Many Messianic and Hebrew Roots adherents frequently use the term Rosh Chodesh. It may surprise you, but this term only appears three times in the entire Hebrew Bible (the Christian Old Testament). Here are those three times as they appear in the English Standard Version of the Bible:
This month shall be for you the beginning of months. It shall be the first month of the year for you.
Exodus 12:2 ESV
On the day of your gladness also, and at your appointed feasts and at the beginnings of your months, you shall blow the trumpets over your burnt offerings and over the sacrifices of your peace offerings. They shall be a reminder of you before your God: I am the LORD your God.
Numbers 10:10 ESV
At the beginnings of your months, you shall offer a burnt offering to the LORD: two bulls from the herd, one ram, seven male lambs a year old without blemish;
Numbers 28:11 ESV
As you can see, whenever these words appear in the Hebrew text they are translated as “the beginning(s) of (your) months.” The Hebrew word rosh means the head, or in context, the beginning, of something. The word translated “month(s)” is chodesh (singluar) or chadashim (plural), or chadashechem “your months” (plural, second person possessive). In all three instances above, the word following some form of the word rosh is plural. The words “rosh chodesh” are not found in the Hebrew Bible.
Chodesh
Chodesh (Strongs #H2320) means month. It occurs approximately 283 times in the Hebrew Bible (Masoretic text, other sources may vary). About 94-95% of the time (again, English translations vary), it is translated as month. So why is it sometimes translated as “new moon?”

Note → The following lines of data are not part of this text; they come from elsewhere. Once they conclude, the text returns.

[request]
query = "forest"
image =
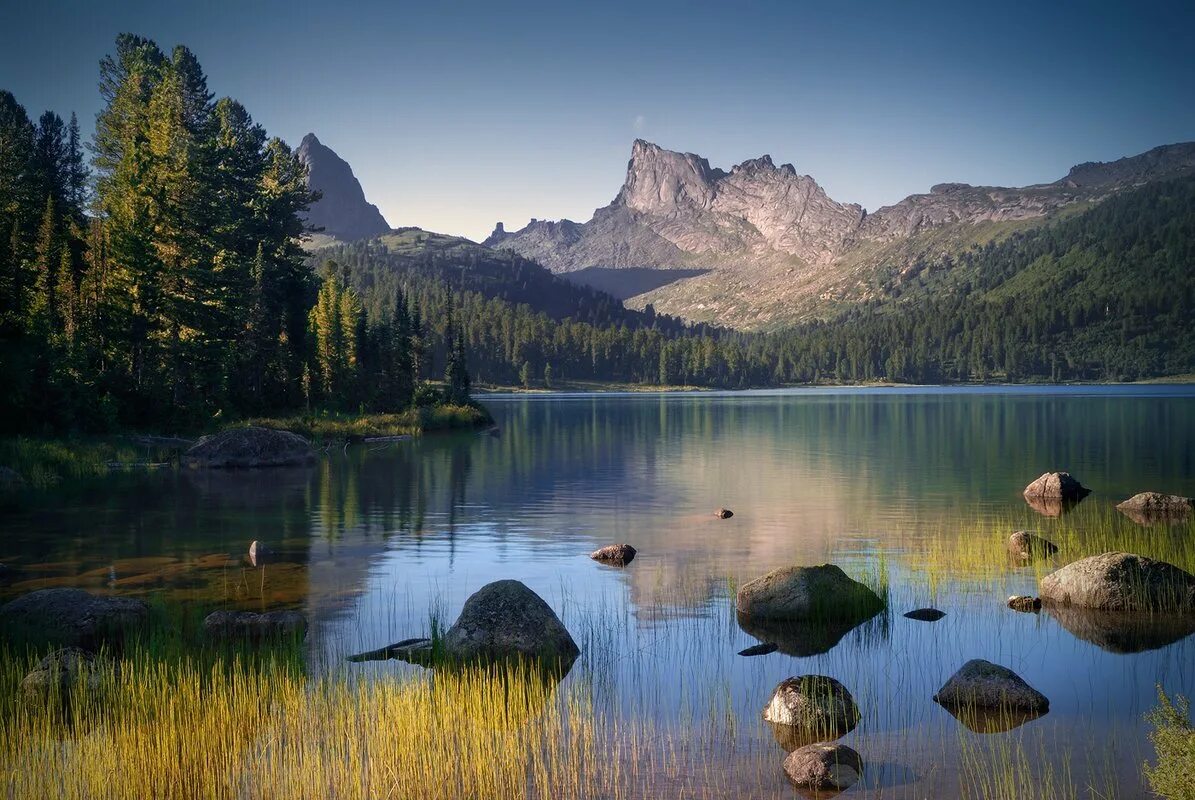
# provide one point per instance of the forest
(161, 282)
(154, 278)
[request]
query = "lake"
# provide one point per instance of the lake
(908, 489)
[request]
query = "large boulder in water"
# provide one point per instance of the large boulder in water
(823, 768)
(814, 704)
(59, 673)
(1156, 507)
(1121, 581)
(72, 617)
(982, 684)
(250, 447)
(1061, 486)
(817, 593)
(506, 620)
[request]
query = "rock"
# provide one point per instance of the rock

Here is a description of the word from the Theological Wordbook of the Old Testament. Notice that, although this word has no etymological relationship to the Hebrew word for moon, yareach (#H3394), it is still said here to “properly” mean “new moon.” We ask again, why? Because, it is assumed, the month begins with the new moon.
hodesh. Month, monthly, new moon. Although this word properly means “new moon,” it is commonly used as an equivalent to our word “month” because the month began when the thin crescent of the new moon was first visible at sunset. It was used along with the more rare yerab, from yareah meaning “moon.” (Note especially 1Ki_6:1, 1Ki_6:37, 1Ki_6:38; 1Ki_8:2 where the terms are used interchangeably. Although yerah is never used as a numbered month, its use as a named month is attested in Ugaritic as well as the OT. See UT 19: no. 1151.)
Theological Wordbook of the Old Testament, reference 0613b
Consider, thought, that on the solar calendar used in Ancient Israel the months did not begin with the new moon. Enoch chapters 72 through 82 and Jubilees chapter 6 provide details of the calendar not tied to the moon. A lunar calendar was adopted by Israel during and following the Babylonian captivity, and was fully incorporated under the Greeks, setting aside the original calendar. Thus, the term chodesh, which is still most often translated as month, evolved to mean “new moon” only when referencing the beginning of the month.
Unfortunately, reputable Messianic-oriented Bible translations like the Complete Jewish Bible and the New Jerusalem Version insert the Hebrew phrase rosh-hodesh or rosh chodesh in dozens of places even though it is not in the Hebrew text. The Tree of Life Version does not, but it still sometimes uses the term “new moon.”
Word Meanings Change Over Time
For a modern example of this same kind of change in meaning for words, think about the word “car.” Webster’s Dictionary of American English (1828) defines “car” as “a small vehicle moved on wheels, usually drawn by one horse.” The automobile, which we commonly call a car, did not exist at the time. My car is neither small nor drawn by one horse.
Likewise, consider “gay,” an adjective meaning lighthearted and carefree, once used to describe the decade of the 1890s as “the gay 90s.” Today that word is almost exclusively used to describe a homosexual male – though I refuse to use the word in that context.
Much could be speculated about why both the terms chodesh for the numbered month and yarech for the named month are used in these passages in the book of Kings. Clearly from these passages they are not interchangeable. Is it possible that the writer was adding the yarech (moon or lunation) term simply because the book was written at a later period (many Jewish scholars say it may have been by Jeremiah) and a more contemporary reference was included? Consider how a modern English translation says in Haggai 1:15, “This was on September 21 of the second year of King Darius’s reign” (Haggai 1:15 New Living Translation). This gives the reader a contemporary point of reference even though September 21 was not on any calendar at the time the event took place.
Chodesh and Rosh Chodesh
Chodesh means “month.” It only came to mean “new moon” by implication under the false notion that the Biblical month is a lunar cycle based on phases of the moon.
Rosh Chodesh means the beginning (head) of the month or the beginning (head) of a set of months, and more likely is reserved for the beginning of the months that comprise a season – Spring, Summer, Fall, or Winter.